So if we want our test to pass, regardless of which form of persistence sits behind our UserRepository class. Then we can safely say that we don’t care about the database.

Injecting the components

Right now we’re forcing the UserRepository onto the users of our UserInterface. The main user being our test of course.

So what would this look like if we explicitly gave the repository to the UserInterface:

class UserInterface:
    def __init__(self, repository = UserRepository):
        self.repository = repository()

    def get_user(self, user_id):
        user = self.repository.get_user(user_id=user_id)

        if not user.is_authenticated:
            raise UserNotAuthenticatedError()

        # do some extra stuff

In this case, we are explicitly giving the UserRepository to UserInterface via the arguments to the class. Note that we did not initialize the UserRepository first, like so:

class UserInterface:
    def __init__(self, repository = UserRepository()):
        self.repository = repository

The reason for this, is that an instance of the UserRepository would be created at the point at which the UserInterface class is defined. So we would always pay the penalty that comes with the initialization of UserRepository

Alternatively, and perhaps the pattern I would be more inclined to recommend, we would ask the callers of our UserInterface to explicitly provide it with a repository with no default:

class UserInterface:
    def __init__(self, repository):
        self.repository = repository

    def get_user(self, user_id):
        user = self.repository.get_user(user_id=user_id)

        if not user.is_authenticated:
            raise UserNotAuthenticatedError()

        # do some extra stuff

The caller of our UserInterface would simply need to provide an object which implements a get_user() method, which takes a key word argument of user_id and returns an object which implements an is_authenticated attribute.

Either way, we have now added a control point to our UserInterface in the form of the repository argument that we can now manipulate.

injecting_repository

I’m sure you’ll agree, that in terms of actual code changes, we had very little to do. And we have brought about quite a significant improvement to our design.
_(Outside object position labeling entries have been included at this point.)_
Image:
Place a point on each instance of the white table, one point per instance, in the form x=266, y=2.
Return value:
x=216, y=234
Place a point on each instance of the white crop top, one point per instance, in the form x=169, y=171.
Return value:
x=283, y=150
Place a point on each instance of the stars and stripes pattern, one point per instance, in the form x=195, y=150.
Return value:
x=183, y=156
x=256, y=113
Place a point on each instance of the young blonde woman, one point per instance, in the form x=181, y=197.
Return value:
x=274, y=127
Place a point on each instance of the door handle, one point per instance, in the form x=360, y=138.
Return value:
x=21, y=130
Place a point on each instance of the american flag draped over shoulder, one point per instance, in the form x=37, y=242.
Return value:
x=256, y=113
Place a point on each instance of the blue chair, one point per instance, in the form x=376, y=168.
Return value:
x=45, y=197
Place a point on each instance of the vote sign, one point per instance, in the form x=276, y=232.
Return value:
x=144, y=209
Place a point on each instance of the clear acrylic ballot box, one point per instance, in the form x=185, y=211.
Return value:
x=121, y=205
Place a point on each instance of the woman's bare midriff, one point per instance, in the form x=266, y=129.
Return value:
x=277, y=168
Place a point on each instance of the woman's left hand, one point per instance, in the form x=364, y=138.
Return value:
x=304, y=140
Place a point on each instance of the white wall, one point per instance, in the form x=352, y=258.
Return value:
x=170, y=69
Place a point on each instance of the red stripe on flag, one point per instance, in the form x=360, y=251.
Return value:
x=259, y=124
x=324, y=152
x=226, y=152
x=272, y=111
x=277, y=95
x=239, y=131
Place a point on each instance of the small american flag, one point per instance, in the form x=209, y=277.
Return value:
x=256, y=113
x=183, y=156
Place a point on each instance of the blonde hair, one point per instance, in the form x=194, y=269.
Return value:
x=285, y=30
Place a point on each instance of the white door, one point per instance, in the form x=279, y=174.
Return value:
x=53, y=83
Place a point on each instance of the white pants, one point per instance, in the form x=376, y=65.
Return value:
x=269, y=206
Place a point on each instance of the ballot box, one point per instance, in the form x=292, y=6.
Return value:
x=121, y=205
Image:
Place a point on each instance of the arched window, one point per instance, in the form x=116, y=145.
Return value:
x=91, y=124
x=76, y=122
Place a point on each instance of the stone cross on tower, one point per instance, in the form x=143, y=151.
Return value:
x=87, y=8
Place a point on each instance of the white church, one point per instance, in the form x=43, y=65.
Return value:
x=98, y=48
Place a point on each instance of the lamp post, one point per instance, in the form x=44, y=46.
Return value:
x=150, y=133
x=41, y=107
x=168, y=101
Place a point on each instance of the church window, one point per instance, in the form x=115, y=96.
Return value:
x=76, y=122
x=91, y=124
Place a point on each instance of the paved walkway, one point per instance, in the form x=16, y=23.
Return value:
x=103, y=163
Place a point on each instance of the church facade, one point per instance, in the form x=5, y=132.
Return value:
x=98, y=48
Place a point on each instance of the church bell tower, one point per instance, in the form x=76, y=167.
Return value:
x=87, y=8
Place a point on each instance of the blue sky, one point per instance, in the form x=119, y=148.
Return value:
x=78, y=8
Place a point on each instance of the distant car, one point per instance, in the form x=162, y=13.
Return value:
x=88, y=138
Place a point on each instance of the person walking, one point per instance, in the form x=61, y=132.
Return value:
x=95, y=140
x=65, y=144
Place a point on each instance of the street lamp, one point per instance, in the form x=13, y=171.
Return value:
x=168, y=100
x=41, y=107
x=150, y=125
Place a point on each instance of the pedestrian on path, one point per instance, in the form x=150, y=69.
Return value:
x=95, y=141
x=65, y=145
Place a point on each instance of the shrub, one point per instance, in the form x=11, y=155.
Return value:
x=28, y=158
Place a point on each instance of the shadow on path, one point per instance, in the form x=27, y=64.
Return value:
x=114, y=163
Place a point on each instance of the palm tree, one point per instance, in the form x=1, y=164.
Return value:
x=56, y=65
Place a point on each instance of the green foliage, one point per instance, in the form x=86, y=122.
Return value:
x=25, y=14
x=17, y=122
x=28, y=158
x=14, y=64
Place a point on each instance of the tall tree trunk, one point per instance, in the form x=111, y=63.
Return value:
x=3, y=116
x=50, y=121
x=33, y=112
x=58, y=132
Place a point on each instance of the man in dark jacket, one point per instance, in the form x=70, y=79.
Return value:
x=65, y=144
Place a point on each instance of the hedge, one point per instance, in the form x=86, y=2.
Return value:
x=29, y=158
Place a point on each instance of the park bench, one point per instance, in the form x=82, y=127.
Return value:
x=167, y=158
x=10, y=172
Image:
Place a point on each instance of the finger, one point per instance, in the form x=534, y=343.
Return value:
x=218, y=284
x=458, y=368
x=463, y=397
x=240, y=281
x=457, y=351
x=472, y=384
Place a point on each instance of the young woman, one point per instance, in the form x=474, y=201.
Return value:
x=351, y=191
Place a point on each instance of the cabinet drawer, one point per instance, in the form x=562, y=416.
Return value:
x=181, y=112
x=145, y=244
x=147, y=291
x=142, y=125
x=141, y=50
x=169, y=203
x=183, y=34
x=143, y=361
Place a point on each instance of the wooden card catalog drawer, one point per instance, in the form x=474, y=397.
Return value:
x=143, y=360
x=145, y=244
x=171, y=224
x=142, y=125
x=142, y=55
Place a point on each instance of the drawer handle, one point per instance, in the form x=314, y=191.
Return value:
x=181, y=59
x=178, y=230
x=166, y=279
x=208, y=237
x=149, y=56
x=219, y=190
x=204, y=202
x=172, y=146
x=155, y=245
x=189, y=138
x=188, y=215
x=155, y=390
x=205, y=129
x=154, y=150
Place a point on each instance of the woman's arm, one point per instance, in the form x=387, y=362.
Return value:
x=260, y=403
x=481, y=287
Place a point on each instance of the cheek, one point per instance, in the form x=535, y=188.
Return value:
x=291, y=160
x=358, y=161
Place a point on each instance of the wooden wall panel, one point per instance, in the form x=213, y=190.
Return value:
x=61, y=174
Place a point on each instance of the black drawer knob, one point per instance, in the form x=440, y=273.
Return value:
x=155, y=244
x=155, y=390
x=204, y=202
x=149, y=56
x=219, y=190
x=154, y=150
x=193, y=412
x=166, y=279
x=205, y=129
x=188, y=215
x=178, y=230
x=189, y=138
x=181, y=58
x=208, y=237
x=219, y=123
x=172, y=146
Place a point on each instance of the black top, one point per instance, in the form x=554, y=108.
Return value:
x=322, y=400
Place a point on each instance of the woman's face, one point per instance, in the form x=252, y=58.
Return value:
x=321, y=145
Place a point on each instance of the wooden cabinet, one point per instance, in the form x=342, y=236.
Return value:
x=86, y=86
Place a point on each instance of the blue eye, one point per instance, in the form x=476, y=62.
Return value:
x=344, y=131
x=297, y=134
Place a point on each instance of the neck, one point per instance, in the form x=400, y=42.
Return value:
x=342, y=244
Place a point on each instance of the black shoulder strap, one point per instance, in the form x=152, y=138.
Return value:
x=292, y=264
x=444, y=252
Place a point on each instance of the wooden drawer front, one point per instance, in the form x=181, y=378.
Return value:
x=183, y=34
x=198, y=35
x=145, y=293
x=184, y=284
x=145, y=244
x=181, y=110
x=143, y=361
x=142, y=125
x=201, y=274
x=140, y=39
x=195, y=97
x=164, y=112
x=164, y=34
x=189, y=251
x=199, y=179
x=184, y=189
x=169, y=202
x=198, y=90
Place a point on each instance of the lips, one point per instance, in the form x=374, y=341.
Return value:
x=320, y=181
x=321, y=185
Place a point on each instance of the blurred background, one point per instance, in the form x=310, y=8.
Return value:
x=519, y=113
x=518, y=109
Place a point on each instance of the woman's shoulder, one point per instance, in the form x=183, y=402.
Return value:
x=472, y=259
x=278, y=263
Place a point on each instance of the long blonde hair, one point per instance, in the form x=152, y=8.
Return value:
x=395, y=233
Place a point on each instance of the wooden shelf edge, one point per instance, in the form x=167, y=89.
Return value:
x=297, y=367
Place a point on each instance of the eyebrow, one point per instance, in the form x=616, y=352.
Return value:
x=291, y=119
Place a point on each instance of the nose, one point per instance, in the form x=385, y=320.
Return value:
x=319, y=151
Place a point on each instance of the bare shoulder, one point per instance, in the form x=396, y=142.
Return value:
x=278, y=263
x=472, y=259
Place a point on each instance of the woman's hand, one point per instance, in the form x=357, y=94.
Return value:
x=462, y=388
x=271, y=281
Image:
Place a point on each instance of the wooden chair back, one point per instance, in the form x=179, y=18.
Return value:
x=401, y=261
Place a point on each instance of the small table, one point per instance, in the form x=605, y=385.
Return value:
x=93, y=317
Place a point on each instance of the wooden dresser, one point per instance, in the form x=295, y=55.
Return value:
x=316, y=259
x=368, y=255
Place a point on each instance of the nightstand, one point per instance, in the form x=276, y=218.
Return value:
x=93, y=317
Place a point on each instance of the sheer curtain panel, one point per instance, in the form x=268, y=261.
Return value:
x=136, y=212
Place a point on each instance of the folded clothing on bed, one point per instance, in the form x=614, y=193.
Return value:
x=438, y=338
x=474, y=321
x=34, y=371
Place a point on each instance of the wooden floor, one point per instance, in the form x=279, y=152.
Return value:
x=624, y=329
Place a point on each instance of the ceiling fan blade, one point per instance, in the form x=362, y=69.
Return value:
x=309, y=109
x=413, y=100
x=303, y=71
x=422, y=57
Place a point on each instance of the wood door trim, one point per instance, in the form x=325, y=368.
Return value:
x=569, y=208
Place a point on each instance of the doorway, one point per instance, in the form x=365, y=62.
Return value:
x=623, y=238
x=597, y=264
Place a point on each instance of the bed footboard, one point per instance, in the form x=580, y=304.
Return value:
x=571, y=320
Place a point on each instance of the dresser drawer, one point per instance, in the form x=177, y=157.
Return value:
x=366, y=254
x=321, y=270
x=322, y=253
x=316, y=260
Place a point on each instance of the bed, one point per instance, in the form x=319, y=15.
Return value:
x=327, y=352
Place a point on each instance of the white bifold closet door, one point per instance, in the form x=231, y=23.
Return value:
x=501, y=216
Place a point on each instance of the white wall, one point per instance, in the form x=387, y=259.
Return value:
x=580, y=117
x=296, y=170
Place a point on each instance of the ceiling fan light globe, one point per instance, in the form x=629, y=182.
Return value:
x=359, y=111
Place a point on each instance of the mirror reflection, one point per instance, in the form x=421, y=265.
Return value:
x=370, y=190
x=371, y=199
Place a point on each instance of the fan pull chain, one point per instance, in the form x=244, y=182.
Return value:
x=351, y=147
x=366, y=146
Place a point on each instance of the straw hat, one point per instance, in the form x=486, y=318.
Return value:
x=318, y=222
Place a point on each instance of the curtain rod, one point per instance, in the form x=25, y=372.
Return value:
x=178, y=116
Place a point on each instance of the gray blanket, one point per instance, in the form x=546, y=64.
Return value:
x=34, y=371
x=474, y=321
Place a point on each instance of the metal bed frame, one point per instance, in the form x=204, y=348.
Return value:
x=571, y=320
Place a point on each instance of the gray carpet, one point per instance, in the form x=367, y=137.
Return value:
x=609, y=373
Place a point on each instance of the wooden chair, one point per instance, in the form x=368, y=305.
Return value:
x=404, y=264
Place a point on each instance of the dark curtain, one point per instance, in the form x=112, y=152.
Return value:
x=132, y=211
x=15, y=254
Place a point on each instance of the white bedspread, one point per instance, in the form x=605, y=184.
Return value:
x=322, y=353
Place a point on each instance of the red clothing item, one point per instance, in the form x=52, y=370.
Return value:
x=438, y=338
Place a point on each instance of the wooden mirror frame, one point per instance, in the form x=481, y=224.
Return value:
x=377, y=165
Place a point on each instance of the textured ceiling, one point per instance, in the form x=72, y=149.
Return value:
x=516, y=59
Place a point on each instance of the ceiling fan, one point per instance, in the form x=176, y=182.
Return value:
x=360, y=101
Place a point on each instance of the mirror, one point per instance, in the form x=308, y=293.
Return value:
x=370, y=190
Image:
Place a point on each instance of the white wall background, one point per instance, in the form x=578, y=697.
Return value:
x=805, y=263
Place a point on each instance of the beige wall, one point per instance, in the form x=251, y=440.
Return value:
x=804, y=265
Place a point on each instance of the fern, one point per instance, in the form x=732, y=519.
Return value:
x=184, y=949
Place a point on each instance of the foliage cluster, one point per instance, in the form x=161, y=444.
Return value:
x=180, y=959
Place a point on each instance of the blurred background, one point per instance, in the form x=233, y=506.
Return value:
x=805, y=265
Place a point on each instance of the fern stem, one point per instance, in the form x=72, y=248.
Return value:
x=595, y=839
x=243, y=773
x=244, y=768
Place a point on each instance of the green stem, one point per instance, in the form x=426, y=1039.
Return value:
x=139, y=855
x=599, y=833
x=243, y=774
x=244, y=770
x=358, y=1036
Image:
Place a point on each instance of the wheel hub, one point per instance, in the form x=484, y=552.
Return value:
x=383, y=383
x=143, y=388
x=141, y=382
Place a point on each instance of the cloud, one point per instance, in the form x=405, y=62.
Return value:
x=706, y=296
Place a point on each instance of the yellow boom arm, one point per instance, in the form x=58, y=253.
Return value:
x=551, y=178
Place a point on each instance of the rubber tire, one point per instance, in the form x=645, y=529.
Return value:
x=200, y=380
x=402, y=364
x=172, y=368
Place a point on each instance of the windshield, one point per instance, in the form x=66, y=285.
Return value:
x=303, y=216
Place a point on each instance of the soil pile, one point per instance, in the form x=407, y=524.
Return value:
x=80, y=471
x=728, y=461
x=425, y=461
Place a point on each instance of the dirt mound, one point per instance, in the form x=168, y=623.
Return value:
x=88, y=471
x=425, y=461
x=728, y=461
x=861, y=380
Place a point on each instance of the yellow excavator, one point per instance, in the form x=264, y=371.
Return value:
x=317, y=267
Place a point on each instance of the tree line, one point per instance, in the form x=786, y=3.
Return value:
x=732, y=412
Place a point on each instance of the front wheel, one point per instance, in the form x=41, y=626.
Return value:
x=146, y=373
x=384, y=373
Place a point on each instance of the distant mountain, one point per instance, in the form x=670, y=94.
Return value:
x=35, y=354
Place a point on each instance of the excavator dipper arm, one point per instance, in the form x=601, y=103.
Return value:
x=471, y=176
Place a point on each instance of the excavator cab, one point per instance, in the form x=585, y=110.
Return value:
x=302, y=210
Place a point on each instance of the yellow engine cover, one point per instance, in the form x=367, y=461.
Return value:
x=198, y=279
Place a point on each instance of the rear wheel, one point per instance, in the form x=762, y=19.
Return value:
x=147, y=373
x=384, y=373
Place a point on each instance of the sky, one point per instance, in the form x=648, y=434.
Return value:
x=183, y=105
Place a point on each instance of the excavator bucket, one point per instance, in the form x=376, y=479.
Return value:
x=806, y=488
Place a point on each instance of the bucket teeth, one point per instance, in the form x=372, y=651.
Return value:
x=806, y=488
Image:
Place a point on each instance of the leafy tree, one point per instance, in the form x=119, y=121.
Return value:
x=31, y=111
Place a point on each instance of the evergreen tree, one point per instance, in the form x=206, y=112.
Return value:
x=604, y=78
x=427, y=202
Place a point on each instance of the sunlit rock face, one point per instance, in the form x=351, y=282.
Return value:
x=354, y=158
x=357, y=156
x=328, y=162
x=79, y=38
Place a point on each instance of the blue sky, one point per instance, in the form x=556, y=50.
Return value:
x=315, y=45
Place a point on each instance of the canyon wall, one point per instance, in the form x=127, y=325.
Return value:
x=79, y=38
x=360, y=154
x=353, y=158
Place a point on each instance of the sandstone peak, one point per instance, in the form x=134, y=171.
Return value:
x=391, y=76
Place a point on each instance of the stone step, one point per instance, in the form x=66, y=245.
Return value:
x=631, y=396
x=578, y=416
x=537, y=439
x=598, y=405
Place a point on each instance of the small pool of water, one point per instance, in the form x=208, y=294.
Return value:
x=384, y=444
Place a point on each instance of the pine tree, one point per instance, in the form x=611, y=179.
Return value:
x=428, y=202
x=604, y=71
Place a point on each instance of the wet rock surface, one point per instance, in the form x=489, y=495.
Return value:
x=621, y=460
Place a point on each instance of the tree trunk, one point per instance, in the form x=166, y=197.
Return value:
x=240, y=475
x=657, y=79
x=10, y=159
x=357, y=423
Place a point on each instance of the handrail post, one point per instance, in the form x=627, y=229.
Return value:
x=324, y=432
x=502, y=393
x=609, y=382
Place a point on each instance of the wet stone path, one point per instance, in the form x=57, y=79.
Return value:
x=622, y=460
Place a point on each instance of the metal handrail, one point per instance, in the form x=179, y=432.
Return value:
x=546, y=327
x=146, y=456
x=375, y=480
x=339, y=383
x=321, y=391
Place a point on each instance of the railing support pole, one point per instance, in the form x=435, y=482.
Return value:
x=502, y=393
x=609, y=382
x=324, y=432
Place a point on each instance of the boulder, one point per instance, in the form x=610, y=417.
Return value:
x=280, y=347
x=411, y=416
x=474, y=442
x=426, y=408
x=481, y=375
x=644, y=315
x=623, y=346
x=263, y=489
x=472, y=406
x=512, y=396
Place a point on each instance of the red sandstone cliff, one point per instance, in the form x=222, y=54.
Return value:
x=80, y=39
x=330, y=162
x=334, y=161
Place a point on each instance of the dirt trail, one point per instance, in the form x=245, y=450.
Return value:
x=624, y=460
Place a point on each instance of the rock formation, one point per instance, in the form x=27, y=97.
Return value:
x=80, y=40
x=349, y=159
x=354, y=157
This control point opens the door for us to have more say on what is being put into the UserInterface.

Getting feedback from our test

Now that we’ve refactored our code, let’s get some feedback from our test:

FAILED [100%]
test_user_interface.py:4 (test_get_user_raises_error_when_user_is_not_authenticated)
def test_get_user_raises_error_when_user_is_not_authenticated():
        """
        Given an ID for a user who is not authenticated
        When `get_user` is called from an instance of the `UserInterface`
        Then a `UserNotAuthenticatedError` is raised
        """
        # Given
        user_id = "fake-user-id"
>       user_interface = UserInterface()
E       TypeError: __init__() missing 1 required positional argument: 'repository'

test_user_interface.py:13: TypeError

As we might have expected, our test is telling us that we need to give something to the repository argument to our UserInterface.

Providing a fake for the dependency

The downside to this approach is that we now have some boilerplate code to write.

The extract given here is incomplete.